Bring A Vomit Bag.

DIRECTED BY DAVID GROVIC/2014

The-Bag-Man-2014-movie-posterEvery once in a while, a movie is able to do a lot with just a little bit. Able to accomplish the impossible and overcome its limitations in budget, talent or otherwise and end up becoming much greater than the sum of its parts. The Bag Man is the exact opposite of such a movie.

The movie opens with a Pulp Fiction-esque, too-cool-for-school dinner meeting on a private jet between two shady looking characters, the $5000 suit wearing Dragna—who being played by Robert De Niro must be the villain in this scene—and the sunglasses-at-night, clad-in-black Jack, played by John Cusack. The Bag Man gets into motion quickly with a simple premise: Jack must deliver a bag to Dragna. Upon delivery, Jack will be paid a large sum of money. The one condition: Jack must not look in the bag. Why not just ask FedEx? Well, Dragna wants Jack to deliver this bag, stop asking questions. After picking up the bag—apparently in a shootout that didn’t make the final cut— Jack holes up at a seedy motel for the night, biding time until he can meet Dragna the next day. This will be the longest night of his life, as he deals with a cast of characters including the creepy motel clerk (Crispin Glover), a gangster dwarf named Guano (Martin Klebba), his partner Lizard (Onyx rapper Kirk ‘Sticky Fingaz’ Jones), the six-foot, blue wig wearing hooker (Rebecca Da Costa) hiding from them, and a sleazy cop named Zed Larson (Dominic Purcell) who finds it hard to believe that Jack and his bag are just “passing through.” What is Jack willing to do to ensure that the bag makes it through the night unopened?

The Memphis hat might be a reference to something important, but man do I not care at all what.

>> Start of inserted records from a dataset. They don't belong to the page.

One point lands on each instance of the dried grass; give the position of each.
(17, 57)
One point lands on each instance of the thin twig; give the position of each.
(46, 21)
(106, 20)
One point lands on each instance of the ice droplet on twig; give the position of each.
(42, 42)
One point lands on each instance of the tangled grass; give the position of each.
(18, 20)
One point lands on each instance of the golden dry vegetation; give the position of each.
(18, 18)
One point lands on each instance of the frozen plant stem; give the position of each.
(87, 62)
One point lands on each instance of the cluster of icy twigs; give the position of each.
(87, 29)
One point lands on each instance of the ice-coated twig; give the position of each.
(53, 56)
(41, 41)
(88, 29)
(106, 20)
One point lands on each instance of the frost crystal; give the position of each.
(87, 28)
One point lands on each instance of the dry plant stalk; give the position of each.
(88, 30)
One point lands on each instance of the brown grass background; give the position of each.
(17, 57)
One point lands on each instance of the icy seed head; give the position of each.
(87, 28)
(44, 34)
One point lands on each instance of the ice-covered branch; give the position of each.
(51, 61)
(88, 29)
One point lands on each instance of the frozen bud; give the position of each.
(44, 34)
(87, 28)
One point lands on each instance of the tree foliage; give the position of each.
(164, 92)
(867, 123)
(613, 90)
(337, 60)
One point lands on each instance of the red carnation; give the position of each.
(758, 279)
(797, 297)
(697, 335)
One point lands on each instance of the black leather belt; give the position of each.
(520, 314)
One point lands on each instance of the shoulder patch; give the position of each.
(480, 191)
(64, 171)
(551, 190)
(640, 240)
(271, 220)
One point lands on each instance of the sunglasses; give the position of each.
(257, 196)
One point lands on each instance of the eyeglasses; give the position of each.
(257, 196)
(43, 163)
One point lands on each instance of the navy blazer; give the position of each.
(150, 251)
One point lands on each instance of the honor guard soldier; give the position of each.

The Memphis hat might be a reference to something important, but man do I not care at all what.

Director and co-writer David Grovic has all the pieces set for a fun, suspenseful crime flick: colorful characters, a mysterious protagonist and a MacGuffin. The first two acts of The Bag Man are that fun neo-noir flick you were hoping to watch. You can forgive the overly serious “this is not Grosse Pointe Blank” performance from Cusack; you can forgive the stock De Niro villain—it’s basically B-roll footage at this point; and you can forgive the verging-on-parody nods to other movies (I imagined the bag contained Blu-rays of Pulp Fiction, The Transporter and Identity). What you can’t forgive, or at least Ican’t, is the third act, where it all unravels in an incredibly dubious and progressively ridiculous reveal. I’m not talking end of LOST kind of ridiculous; but it’s comparable to the disappointment I have when a thought-provoking, awe-inspiring commercial ends up being for a monolithic investment firm.

De Niro has as much fun as he can with his role, but this credit will be buried in the backyard soon.

De Niro has as much fun as he can with his role, but this credit will be buried in the backyard soon.

For all its pedigree, The Bag Man smacks of committee rewrites, edits and test-screenings. The ending is so unwieldy and out of left field, that I’m surprised the filmmakers didn’t just cut to Porky Pig announcing, “That’s all folks!” Now, absurd twists can be forgiven, as long as you don’t cheat. But The Bag Man cheats. Not only does it cheat, it also features some seriously misogynistic overtones that seem completely out of place in such a mainstream film. If violence against women and attempted rape in film turns your stomach, skip The Bag Man. Those heinous acts are treated like character development points here—oh, he’s the kind of guy who hits women, noted—and are not given any sense of gravity beyond shock value. It would be like having a racist character who calls everyone the N-word because that’s his “thing.”

The Bag Man overpromises and underdelivers. If you really need to see De Niro and Cusack on the screen at the same time, buy a Say Anything poster and tape it to your TV during a TBS broadcast of Meet the Parents.